We refer to our QMOD solutions as HD Modulators – IPTV Encoders. That covers a lot of ground and requires a bit of explaining. A QMOD is an Encoder, as it accepts a video source and encodes it into an MPEG-2 stream. From there, it can package the stream to be carried over RF coax by an HD RF channel, a process called modulation. In addition, it can package the same stream for transport over an Ethernet system, called IPTV or Video Over Ethernet. These are essentially the same technologies at work when you tune in a cable channel or watch Netflix at home.

Pictures in an MPEG Stream


Back in the day when movies were made on celluloid, moving pictures were actually pictures running in sequence on film. Twenty-four still pictures went by your eyes in every second, and your brain perceived that as motion. The digital video you see on Netflix or today’s digital theater is put together in a similar fashion, with a few more tricks to scrunch the stream to the right bandwidth for the application. MPEG streams are made of GOPs – Groups of Pictures – as shown above. The groups could be small or large; typical broadcast streams use a GOP of 15 pictures. MPEG does more than just compress the picture in each frame – it looks at other frames and only encodes instructions on what changes or moves. Data takes way less space than pixels. The process begins with a GOP, simply a Group of Pictures.

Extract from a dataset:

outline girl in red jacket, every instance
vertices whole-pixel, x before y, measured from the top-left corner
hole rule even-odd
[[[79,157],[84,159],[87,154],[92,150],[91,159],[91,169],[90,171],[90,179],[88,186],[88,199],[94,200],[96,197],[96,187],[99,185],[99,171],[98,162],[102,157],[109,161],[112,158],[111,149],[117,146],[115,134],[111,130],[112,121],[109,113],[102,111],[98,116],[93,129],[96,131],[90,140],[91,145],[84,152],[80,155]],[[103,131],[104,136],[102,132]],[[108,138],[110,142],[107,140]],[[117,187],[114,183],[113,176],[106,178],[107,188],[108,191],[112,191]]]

  • Each GOP begins with an “I” frame called the Intra frame that is just compressed video, and it holds the most data in the group.  This one is stored in memory, and all other frames refer to it to note changes.
  • The next two frames are called the “BBidirectional frames – these are stored as well, since more information is needed to encode them.
  • Next, a “PPredictive frame is processed. It doesn’t store video; it records the difference between it and the previous I or P frame. In this example, it would throw out all of the background that stayed the same, and note that the “ball has moved”.
  • The encoder returns to the two B frames, encodes each by comparing the information in the previous and following I and P frames.

As a result of the process, the encoder outputs IBBP pattern as IPBB. The decoder at the other end of the stream assembles the video to the display to the original IBBP pattern by storing the four frames and restoring the Bs to the original sequence. Using the data, it rebuilds the stream into video sent to the display.

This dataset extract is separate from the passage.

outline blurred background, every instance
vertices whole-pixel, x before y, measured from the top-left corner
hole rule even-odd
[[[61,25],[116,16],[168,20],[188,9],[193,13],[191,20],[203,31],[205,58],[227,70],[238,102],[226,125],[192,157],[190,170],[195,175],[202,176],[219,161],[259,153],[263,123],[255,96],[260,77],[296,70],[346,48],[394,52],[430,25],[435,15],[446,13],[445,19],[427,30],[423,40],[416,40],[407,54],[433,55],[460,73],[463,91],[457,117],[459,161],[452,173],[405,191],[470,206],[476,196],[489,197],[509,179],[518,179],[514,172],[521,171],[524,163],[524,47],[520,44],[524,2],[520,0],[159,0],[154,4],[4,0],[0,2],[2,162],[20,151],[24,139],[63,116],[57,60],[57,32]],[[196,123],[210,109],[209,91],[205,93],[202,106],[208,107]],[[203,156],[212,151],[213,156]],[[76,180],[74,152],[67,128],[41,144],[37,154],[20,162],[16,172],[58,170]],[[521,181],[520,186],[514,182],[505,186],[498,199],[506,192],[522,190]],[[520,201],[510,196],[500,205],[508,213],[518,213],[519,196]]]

The MPEG encoder spends its bitrate budget with human perception in mind. As the eye focuses more on black and white (luminance) more than color (chrominance), it saves chrominance information at half the resolution as luminance. When an image is fairly static, the encoder will use the extra bitrate to fine tune detail. As we do, when things are moving fast, it sacrifices detail for better motion rendering.

MPEG and Latency

It’s good to understand how an MPEG stream is built and decoded, as it answers the basic question you may experience in your applications – latency. There is so much cross-referencing and storing in the process – making and playing the stream takes time.

Delay and latency is baked into the process. It takes about a minimum of 250 milliseconds, typically 400 – 800 ms, to create a 60Hz stream with a GOP of 15 frames. You can see this when you change channels, where you see about a delay before you see the next program. The decoder has to wait until the first I frame, store that and the next PBB frames, and put them back in sequence to play the video. As the decoder has its own delays in rebuilding and playing the stream, the TV itself adds about 100-200 ms to the total latency. For our new-gen QMODs, the total latency is averages 550 ms, about 400 ms for encoding, 150 ms for decoding.

There are techniques for shortening latency, such as dropping all the B frames or shorter GOPs – but there are quality tradeoffs, and many TV tuners aren’t setup for unorthodox encoding.

Evauating Encoder Performance

Not all encoders are created equal. In today’s market, there are products that employ consumer or broadcast quality encoding. In broadcast quality encoding, the tuned channel is very similar to the source video. Static images have clear lines and text – even small text is clear, with very little distortion in font edges. When playing video with fast motion, you can’t see a discernable loss in detail and moving objects aren’t pixellated. Consumer encoding delivers an image that is noticably softer than broadcast quality; a stressed encoder often compensates by softening edges. When there’s motion, you can see a visible loss in detail – an obvious fuzzyness that appears as the encoder sacrfices a lot of detail to process the motion.


MPEG-2 has remained the standard for off-air and cable broadcasting, while DirecTV and IPTV has adopted MPEG-4 (H.264). In addition, IP networks have standardized on MPEG-4 for video over Ethernet, though many players can decode MPEG-2 as well. We will be adding MPEG-4 encoding to our new-generation QMODs in the near future.